Prosperity is essential to human happiness. The control of wealth is the control of life itself.  We are allowed and encouraged to be prosperous.  A directed economy, on the other hand, must be totally controlled by a dictator because of all the complex interrelated activities to be coordinated.  Socialists freely admit this – but they offer the consolation that they mean control over only economic matters, so people are free to pursue the higher aims of life, above the inferior, sordid pursuit of money.  Hayek mows down this nonsense in Chapter 7 of The Road to Serfdom.  It’s obvious that human ends are never the pure pursuit of money.  Money is just a way of achieving future ends, which have yet to be specified.


Economic ends are ends over which we have a choice. If you remove money, somebody still has to dole out life’s rewards (privilege, power over others, better housing, finer food, travel, entertainment, culture).  Government controlling “merely economic” ends means that we as individuals no longer have those choices.  It would deprive us of the right to value and prioritize what we want most out of life.

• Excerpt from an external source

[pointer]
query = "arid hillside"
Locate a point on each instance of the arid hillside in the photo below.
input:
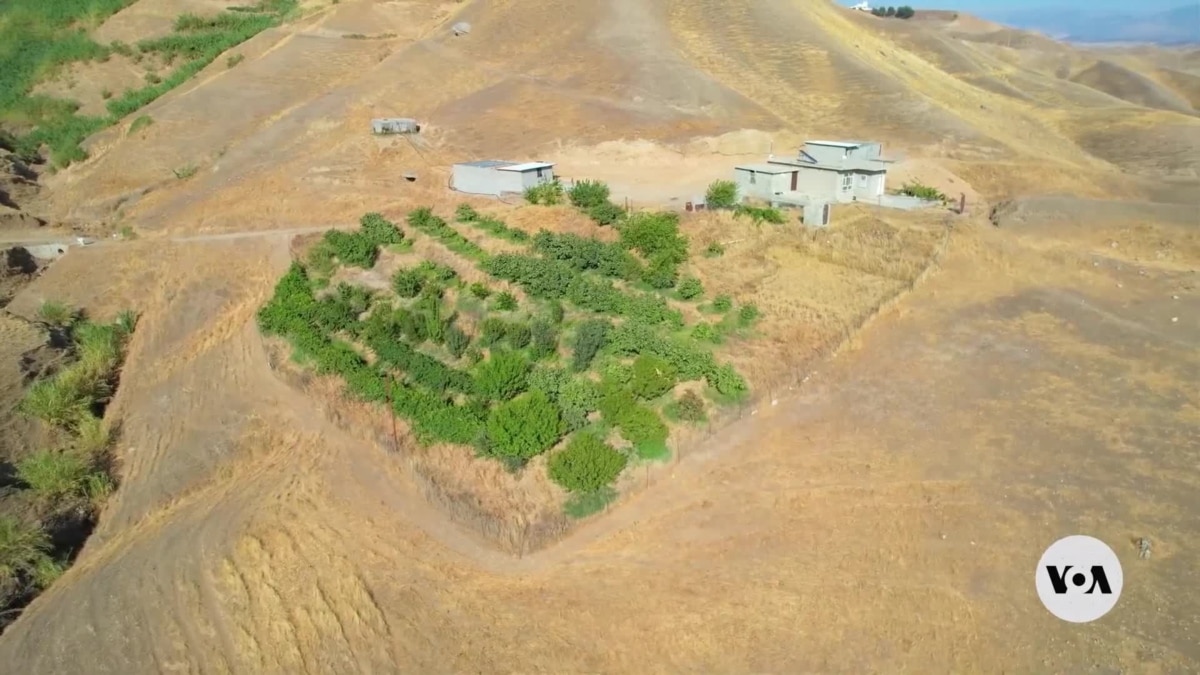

Economic concerns, it is argued, are less important than higher human values (health, intelligence, virtue, honor, peace of mind). But economic concerns are less important precisely because we have a choice.  Money is the way we prioritize our values.  The phrase “it’s only money” comes to mind.  My integrity is more valuable to me than cheating somebody.  If the State controlled “merely economic” matters, it would totally control everything and everyone.


High minded idealists object to the fact that almost everything in society has a price. But to argue against bringing higher values into the “cash nexus” is to suggest that we should not be allowed to sacrifice lesser needs for higher values.  Somebody still has to make the tough choices.   Life is full of bitter choices, but you cannot deny that choices exist or should be taken away from people because they are difficult.  For example, we could eliminate all automobile deaths, but the costs and sacrifice would not be worth it, so we don’t.  I could make more money by spending all my time at the office, but I value time with family, friends and other pursuits more, so I don’t.


Freedom and prosperity are two sides of the same coin. Socialists argue that political freedom is meaningless without economic freedom.  But economic freedom cannot be freedom from economic decisions that socialists promise.  It must be freedom of economic activity, with the right to choose our ends; even if that right carries with it individual risk and responsibility.  Best wishes for a happy, healthy and prosperous 2017 from The Estate Planning War Chest.